Today was a rough day for Internet retailers and service providers. First, Netflix (NASDAQ: NFLX) made headlines with an 8.8 percent drop for the day and now online mega-retailer Amazon (NASDAQ:AMZN) appears to be next in line. Shares of the company fell 1.68 percent in after hours trading following a report revealing second quarter operating income significantly below analyst estimates. Directly following the announcement shares dipped 3 percent before paring some losses.
The bottom line weakness is not out of left field though as operating costs, including technological improvements and expanding its distribution network have all cost the company money. Investors, as evidenced by the minimal impact of the announcement, appear to be willing to give Amazon a break as they continue to expand their business. Still Amazon’s earnings have been falling in recent months and the decline is significant. The company should hope its expansionary efforts will help bring in more revenue or investors may lose their patience. For the first quarter that ended in March, Amazon reported earnings of $201 million, or 44 cents a share.
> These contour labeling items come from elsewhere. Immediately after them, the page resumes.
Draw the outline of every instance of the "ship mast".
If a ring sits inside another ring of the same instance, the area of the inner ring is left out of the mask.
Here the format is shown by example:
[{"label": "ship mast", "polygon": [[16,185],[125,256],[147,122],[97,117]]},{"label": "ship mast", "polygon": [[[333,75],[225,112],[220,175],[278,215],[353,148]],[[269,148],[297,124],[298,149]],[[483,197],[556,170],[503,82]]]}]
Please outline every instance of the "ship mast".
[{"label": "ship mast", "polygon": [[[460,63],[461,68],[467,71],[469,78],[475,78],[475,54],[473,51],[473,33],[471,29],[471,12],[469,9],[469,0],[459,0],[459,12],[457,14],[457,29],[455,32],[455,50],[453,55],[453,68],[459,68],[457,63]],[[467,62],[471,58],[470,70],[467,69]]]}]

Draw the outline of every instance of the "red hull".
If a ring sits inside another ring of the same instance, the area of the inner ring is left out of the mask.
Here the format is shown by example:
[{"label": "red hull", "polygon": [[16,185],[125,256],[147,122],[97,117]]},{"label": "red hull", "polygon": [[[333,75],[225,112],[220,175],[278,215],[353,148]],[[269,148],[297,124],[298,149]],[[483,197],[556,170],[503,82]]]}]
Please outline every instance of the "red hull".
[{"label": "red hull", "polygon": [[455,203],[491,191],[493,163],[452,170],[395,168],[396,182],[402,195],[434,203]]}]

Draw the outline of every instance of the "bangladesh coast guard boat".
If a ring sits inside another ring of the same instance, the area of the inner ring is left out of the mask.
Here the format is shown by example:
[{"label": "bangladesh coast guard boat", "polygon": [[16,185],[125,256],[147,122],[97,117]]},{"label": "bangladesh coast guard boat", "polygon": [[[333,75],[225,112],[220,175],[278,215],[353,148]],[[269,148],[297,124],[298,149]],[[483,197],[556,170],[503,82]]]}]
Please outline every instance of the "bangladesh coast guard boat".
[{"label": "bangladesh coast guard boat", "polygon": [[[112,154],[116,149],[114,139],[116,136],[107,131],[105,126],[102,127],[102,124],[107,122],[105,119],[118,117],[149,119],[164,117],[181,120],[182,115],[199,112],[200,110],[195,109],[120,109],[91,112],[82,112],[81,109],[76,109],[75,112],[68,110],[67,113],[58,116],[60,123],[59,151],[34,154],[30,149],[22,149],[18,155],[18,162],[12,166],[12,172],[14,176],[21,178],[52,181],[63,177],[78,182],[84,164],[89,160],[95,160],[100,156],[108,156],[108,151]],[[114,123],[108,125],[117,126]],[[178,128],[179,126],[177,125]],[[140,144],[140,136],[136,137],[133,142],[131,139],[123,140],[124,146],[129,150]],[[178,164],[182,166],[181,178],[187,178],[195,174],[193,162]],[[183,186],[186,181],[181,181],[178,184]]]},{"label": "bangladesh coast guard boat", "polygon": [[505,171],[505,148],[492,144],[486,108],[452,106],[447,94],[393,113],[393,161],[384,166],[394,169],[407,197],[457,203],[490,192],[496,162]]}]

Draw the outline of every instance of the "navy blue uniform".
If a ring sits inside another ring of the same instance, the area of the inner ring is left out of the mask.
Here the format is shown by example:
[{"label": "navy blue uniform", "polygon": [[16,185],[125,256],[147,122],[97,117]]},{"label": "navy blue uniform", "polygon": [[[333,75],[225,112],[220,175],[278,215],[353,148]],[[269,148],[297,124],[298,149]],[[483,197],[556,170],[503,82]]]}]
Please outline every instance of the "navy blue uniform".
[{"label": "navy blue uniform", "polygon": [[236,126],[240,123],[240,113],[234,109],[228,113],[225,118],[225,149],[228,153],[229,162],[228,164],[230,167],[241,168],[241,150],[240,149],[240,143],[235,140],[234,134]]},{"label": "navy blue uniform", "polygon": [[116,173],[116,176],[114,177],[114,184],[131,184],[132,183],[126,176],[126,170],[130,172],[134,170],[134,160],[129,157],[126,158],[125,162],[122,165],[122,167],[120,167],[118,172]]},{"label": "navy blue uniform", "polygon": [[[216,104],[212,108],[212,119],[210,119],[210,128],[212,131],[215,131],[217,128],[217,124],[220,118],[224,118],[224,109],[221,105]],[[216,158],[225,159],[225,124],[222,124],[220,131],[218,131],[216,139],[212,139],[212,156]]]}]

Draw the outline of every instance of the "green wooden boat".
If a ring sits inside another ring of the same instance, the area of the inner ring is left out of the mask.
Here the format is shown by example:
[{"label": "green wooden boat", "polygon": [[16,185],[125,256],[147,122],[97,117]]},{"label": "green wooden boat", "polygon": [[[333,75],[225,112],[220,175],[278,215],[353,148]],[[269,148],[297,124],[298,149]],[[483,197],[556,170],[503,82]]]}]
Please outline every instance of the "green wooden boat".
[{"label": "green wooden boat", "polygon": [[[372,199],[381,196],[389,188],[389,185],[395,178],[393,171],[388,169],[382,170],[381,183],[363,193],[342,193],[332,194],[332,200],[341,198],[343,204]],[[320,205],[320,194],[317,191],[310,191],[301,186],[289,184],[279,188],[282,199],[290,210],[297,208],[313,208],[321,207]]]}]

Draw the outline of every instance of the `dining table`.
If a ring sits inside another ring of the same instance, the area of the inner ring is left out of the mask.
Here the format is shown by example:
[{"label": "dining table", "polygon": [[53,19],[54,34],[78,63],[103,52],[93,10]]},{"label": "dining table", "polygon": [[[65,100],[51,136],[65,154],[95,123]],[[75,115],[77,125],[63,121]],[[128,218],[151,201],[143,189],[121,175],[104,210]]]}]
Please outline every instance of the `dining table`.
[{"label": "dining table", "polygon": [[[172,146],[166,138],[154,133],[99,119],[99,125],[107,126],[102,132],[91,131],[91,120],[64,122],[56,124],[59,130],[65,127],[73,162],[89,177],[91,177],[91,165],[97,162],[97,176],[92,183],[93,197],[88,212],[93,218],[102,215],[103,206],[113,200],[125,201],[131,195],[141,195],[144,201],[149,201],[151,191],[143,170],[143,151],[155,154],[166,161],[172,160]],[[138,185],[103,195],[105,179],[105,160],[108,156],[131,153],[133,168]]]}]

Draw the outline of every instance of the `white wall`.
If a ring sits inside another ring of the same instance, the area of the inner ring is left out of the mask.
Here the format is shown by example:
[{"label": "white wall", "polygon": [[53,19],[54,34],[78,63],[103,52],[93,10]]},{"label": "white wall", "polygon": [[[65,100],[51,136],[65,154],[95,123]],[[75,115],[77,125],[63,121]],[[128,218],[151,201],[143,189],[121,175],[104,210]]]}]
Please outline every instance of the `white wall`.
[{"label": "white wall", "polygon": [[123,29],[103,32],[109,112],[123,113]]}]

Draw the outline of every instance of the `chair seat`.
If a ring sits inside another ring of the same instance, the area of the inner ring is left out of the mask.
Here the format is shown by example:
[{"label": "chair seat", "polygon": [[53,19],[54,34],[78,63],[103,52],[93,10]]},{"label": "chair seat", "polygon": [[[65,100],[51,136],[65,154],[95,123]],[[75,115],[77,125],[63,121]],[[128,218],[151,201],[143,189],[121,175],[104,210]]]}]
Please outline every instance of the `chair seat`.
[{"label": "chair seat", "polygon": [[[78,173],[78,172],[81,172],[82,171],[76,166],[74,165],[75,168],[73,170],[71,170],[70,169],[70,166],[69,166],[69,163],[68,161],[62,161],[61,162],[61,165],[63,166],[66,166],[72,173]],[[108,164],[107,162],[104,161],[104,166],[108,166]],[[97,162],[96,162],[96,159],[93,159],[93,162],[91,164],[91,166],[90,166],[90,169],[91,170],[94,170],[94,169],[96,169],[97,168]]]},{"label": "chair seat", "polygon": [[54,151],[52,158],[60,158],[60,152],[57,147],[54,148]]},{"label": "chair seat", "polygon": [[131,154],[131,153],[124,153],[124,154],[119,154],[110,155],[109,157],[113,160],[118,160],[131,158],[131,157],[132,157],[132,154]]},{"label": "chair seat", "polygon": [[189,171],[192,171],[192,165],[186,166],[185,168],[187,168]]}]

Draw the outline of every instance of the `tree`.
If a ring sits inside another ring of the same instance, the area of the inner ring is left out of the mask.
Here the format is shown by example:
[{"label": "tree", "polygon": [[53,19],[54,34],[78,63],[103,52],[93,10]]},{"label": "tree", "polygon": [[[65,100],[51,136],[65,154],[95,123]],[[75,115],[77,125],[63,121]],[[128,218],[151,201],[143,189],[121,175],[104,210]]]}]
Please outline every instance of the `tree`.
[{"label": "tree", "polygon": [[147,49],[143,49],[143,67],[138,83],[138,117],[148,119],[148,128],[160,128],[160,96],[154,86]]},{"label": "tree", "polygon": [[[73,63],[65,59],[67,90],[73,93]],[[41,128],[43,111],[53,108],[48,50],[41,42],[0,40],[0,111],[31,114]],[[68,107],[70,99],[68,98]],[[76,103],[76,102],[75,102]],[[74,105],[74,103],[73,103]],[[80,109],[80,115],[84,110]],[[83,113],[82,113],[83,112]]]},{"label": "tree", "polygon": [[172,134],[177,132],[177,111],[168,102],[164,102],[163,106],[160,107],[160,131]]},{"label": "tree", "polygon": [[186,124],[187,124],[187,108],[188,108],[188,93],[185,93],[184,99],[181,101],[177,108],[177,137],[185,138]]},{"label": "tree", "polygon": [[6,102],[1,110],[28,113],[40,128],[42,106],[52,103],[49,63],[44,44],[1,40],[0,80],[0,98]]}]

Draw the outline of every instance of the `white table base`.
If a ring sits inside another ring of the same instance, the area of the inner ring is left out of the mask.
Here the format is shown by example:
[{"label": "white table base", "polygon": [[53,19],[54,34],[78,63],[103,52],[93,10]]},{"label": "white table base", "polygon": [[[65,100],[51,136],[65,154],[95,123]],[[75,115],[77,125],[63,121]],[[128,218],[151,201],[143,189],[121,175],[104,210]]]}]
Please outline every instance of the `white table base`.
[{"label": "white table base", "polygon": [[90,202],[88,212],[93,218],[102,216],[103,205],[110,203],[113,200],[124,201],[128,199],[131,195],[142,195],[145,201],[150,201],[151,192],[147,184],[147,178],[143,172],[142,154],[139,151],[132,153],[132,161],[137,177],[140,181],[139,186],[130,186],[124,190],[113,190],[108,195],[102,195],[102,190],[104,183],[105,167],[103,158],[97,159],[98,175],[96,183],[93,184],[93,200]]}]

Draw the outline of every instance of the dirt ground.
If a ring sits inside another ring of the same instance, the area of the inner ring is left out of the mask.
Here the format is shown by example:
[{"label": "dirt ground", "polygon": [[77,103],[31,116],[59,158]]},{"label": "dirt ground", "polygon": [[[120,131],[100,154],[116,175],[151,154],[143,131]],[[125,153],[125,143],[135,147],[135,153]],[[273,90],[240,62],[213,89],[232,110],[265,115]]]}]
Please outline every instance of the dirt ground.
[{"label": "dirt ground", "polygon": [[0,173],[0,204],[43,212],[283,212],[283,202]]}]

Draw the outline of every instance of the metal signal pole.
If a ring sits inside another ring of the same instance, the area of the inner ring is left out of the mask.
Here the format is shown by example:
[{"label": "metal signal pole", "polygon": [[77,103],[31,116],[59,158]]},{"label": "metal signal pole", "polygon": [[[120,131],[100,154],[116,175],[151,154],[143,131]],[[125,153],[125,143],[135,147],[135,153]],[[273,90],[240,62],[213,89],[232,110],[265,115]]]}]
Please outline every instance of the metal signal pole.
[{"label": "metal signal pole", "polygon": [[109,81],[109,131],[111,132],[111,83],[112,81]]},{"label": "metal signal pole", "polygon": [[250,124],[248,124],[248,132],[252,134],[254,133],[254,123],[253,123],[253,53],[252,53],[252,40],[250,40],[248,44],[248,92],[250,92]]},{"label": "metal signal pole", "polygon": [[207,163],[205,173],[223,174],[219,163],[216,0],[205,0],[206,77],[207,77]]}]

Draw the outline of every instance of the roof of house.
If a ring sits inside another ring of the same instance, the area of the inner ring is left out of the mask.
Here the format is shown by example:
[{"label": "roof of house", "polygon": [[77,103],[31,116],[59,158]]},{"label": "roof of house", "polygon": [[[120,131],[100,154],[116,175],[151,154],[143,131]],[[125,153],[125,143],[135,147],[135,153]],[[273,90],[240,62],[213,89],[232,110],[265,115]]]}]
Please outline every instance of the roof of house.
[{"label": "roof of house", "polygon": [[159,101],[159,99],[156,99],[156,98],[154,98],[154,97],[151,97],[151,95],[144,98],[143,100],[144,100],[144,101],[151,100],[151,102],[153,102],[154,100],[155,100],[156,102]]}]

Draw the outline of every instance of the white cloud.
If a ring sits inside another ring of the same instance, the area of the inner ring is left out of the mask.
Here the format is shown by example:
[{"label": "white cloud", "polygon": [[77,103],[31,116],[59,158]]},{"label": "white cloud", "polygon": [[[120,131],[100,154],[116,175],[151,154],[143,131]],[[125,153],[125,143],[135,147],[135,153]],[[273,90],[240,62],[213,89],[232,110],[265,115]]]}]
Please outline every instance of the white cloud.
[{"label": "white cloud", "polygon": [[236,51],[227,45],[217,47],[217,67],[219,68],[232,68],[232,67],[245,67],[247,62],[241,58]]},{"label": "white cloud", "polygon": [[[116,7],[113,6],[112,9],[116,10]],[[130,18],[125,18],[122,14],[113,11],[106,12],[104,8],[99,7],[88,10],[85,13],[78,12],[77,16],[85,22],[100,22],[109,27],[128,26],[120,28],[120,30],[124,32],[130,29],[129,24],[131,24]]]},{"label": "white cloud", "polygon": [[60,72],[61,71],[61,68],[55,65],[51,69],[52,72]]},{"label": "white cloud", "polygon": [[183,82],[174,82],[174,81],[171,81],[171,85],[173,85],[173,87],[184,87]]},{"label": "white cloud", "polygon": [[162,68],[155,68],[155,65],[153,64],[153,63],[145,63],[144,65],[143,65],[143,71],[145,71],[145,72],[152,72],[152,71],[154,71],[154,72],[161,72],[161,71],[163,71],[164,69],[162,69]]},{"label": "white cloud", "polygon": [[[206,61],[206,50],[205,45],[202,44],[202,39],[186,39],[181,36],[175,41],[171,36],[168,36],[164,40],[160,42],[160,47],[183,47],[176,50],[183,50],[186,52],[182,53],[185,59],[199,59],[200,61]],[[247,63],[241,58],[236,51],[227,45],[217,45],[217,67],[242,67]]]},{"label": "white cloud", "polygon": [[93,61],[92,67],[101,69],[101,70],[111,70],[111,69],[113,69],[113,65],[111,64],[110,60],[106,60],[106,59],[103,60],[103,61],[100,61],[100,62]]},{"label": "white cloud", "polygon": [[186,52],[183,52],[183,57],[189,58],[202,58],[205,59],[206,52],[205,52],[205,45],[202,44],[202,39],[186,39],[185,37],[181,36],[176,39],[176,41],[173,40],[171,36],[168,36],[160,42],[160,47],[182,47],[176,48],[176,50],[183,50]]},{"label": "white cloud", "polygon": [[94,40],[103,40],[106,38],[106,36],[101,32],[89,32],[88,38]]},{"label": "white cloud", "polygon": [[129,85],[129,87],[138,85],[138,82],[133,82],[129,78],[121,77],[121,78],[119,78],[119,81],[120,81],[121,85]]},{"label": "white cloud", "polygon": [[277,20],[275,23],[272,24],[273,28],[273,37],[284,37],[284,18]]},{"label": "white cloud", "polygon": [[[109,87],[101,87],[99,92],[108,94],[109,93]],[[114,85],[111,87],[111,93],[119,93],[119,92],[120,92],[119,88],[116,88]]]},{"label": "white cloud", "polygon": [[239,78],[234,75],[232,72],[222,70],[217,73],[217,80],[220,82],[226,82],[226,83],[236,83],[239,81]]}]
During the same period last year, Amazon brought in $299 million or 66 cents a share.
Analysts has been expecting reports more in line with last year, predicting earnings of 61 cents a share on revenue of $9.54 billion. The earnings report continued to disappoint when Amazon revealed on operating income of $322 million, which translated to an operating margin of 3.3%. Wall Street had been anticipating an operating margin of 3.8%.
Fulfillment costs were 57 percent higher for the quarter. Technology and content costs surged 58 percent r while marketing costs increased sharply, up 63% to $327 million. Because of the added efforts some equity experts are predicting increased success by the end of the current quarter or in the second half of the year.
Amazon appears optimistic, predicting second-quarter revenue between $8.85 billion and $9.65 billion, against analyst expectations of $8.75 billion.